Fleet is concentrated in New England, New Jersey, and New York and is pursuing the credit card and discount brokerage business, as evidenced by its acquisitions of Quick & Reilly Group Inc. and Advanta Corp.

"They're looking more toward the retail side," said Stephen Biggar, an analyst at the Standard & Poor's equity group. "But they're both regional banks. I would think they're looking for partners outside New England."

John Hancock isn't alone in its interest in following the Citigroup model. Mr. Devine estimates 24 mutual insurance companies either have announced or will announce demutualization plans in the next 22 months.

Among them are such powerhouses as New York Life, with assets of $84.1 billion; Prudential, $193.9 billion; and Metropolitan Life Insurance, $172.4 billion. Those mutuals will take one of two routes: a full demutualization, in which all of the company's ownership is sold to the public, or a partial demutualization, in which only a 49% voting stake is sold to shareholders, Mr. Devine said.

Banks, which like the trusted brand names of these companies, are obvious choices as merger partners. Insurers like the ability to sell products such as credit cards and auto loans to their policyholders. Both sides benefit from new distribution networks.

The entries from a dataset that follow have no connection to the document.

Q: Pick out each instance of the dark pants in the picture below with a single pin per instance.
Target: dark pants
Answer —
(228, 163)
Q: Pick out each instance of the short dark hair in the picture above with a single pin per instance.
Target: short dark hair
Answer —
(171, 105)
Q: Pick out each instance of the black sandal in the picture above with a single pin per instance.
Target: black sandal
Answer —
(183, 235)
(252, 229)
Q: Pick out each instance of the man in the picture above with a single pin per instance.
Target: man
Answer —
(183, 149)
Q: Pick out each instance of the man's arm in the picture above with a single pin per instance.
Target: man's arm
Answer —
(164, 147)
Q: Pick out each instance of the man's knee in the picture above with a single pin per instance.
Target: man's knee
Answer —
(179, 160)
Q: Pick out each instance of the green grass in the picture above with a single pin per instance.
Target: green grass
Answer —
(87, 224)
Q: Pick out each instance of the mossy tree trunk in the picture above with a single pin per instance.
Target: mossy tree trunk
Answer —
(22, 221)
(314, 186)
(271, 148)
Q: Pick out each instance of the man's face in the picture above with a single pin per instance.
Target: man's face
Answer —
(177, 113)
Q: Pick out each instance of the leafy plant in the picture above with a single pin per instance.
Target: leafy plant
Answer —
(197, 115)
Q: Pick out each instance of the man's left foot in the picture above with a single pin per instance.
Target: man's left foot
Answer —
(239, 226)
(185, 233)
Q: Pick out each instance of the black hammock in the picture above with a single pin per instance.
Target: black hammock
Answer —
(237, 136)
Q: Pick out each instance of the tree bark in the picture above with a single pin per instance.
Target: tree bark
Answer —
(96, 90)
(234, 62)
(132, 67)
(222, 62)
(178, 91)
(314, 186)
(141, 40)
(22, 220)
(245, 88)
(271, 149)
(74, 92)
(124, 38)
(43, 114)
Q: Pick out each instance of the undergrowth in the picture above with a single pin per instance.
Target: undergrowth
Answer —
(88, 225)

In regard to offering insurance, Fleet's Mr. Murray told shareholders in April that his bank needs "to do more in that area." He added, however, "there's no reason to sell this company unless we begin to hit a wall and fail to achieve the expectations" of shareholders.

Demutualization has only been allowed since 1995; so far, 16 states and the District of Columbia have approved such laws. Though consumer groups argue that policyholders don't get enough from demutualization, the insurers can now bulk up whereas before the new laws mutuals could only merge with other mutuals.

"The only problem is that the management of mutuals aren't used to having to answer to shareholders," A.M. Best's Mr. Cohen said. "Mutuals are conservative. Going public is going to be a challenge for them."